How to Write Better Law Essays

How to Write Better Law Essays is your indispensable guide to succeeding in written law assessments, helping you to research, write and present assignments with the precision and clarity required to achieve the best grades at degree level.

How to Write Better Law Essays

Many students find the transition between A level and undergraduate study quite daunting. Good marks, even passes, are no longer guaranteed simply by learning and mentioning all the relevant points.

They are now expected to write with greater clarity and precision, to employ sounder grammatical and writing skills, to research and refer to a variety of primary and secondary sources and to be critical and analytical in their work.

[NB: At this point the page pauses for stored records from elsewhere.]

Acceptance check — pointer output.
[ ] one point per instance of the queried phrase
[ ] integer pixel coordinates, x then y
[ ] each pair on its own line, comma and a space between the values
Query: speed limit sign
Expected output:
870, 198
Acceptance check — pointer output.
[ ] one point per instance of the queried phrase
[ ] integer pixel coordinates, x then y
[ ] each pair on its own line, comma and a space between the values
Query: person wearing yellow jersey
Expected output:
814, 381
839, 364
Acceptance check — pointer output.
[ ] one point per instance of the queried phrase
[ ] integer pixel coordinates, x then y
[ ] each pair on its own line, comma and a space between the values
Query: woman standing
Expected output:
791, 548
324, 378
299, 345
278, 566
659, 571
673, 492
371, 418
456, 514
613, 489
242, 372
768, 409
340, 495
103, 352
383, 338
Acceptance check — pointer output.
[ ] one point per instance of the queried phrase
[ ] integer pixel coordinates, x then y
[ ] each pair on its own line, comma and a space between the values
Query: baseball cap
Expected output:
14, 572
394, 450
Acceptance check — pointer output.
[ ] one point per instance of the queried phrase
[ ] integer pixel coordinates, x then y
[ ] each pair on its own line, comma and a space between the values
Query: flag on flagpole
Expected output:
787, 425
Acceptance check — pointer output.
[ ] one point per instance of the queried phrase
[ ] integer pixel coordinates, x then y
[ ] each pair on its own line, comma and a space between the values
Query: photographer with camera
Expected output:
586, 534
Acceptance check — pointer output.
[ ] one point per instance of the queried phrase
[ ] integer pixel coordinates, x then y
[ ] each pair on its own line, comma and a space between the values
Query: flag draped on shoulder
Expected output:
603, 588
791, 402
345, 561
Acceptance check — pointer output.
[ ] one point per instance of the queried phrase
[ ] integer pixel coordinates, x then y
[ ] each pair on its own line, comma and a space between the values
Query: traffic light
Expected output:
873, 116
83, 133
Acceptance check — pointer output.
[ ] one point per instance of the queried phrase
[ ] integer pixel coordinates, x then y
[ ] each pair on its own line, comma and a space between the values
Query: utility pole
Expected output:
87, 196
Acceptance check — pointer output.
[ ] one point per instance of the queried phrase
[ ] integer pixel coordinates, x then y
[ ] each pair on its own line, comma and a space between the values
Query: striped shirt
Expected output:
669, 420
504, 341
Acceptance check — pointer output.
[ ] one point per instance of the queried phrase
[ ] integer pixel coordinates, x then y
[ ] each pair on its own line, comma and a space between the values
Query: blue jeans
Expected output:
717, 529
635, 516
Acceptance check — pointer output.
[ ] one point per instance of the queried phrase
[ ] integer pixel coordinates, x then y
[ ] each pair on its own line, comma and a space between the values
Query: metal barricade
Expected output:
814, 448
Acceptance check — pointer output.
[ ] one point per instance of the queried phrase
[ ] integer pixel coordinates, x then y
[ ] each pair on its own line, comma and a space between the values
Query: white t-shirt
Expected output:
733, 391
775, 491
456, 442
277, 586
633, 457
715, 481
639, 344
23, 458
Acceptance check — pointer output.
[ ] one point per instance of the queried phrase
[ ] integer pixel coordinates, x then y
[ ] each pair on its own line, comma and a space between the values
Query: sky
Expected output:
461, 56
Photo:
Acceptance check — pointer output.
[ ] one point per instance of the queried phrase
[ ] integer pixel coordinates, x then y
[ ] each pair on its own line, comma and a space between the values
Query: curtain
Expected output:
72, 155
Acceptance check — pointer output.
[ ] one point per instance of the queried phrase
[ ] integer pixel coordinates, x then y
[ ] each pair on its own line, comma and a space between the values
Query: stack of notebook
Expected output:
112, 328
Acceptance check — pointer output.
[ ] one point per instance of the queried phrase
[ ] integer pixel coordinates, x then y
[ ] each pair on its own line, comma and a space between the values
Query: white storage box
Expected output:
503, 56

Furthermore, as law undergraduates, students are expected to write with an air of legal professionalism, to support their arguments with legal authority and to employ solid referencing and citation skills. In practice, it is these aspects of undergraduate study that pose the greatest test to students, and I have received consistent feedback from lecturers on this: ‘Students find it difficult to write clearly, access appropriate sources, reference properly, dissect and answer the question and take a logical and critical approach to their answers.’ There is also increasing pressure on students to achieve higher marks in their undergraduate assessments — and their overall degree — and the acquisition of the above skills is essential if that is to happen.

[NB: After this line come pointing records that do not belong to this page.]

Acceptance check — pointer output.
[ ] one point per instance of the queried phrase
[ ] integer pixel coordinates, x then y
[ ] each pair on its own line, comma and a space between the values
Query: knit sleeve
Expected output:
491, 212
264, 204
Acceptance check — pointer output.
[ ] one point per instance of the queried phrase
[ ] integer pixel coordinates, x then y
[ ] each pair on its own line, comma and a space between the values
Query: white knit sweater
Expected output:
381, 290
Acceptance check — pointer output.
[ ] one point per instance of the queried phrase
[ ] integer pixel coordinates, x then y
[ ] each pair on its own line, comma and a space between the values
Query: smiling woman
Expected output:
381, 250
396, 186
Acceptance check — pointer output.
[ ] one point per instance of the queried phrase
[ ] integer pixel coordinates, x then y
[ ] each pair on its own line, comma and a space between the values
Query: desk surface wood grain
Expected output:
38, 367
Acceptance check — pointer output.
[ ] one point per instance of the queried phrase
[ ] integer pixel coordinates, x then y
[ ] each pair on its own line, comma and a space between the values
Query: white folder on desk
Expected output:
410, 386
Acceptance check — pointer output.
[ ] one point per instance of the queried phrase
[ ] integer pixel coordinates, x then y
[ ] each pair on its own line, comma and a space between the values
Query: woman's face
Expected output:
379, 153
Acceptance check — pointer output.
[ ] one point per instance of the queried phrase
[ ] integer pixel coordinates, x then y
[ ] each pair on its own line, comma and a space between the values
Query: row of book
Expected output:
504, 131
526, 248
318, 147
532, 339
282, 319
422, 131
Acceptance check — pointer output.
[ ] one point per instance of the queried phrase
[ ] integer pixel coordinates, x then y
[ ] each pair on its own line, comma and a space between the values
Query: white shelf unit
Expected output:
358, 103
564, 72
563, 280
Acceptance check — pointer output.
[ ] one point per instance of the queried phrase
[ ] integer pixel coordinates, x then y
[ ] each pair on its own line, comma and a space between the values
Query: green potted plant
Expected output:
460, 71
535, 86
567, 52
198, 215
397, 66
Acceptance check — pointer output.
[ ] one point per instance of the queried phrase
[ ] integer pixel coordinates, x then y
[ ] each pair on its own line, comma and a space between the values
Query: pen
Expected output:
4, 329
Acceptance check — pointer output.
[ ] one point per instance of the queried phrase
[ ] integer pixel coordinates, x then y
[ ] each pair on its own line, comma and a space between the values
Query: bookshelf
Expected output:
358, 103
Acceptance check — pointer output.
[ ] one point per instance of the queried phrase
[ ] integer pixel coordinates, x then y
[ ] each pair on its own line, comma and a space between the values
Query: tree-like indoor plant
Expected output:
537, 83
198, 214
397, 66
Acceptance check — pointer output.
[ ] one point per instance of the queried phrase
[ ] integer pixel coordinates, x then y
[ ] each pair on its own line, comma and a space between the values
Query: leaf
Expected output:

The main aim of this book is to identify good research and writing skills, particularly in the preparation and submission of assessments in law. Throughout the book, the author identifies the key characteristics of good (and bad) techniques in writing law assessments and prepares students for the submission of their assignments. The text is related to many legal skills and method courses, and students are referred to the skills taught on such modules, such as using a (law) library, reference and citation skills and other general and specific study skills.

In particular, the text offers clear and simple advice to both those students who find the handling of legal materials difficult — and who find the task of preparing and writing law assignments daunting — and those who want to gain extra marks by writing better — perhaps the best — essays.

The text takes the student through the entire process of researching, writing and presenting law assignments, from the early stages of research and planning to the presentation of the work itself.

It provides practical advice to students on how to make the best of lectures, seminars and textbooks during their programme, thus enhancing their chance of success in assessments. It also shows them how to research and plan their assessments; how to write clearly, simply and in an appropriate legal style; how to conduct effective research and employ legal reasoning and critical thinking; how to cite and use legal authorities; how to avoid plagiarism; how to explain and apply legal principles and materials; and how to compile proper and appropriate bibliographies. With respect to plagiarism, the book stresses the benefits of employing proper referencing, and the rewards that students can obtain from good practice in this area.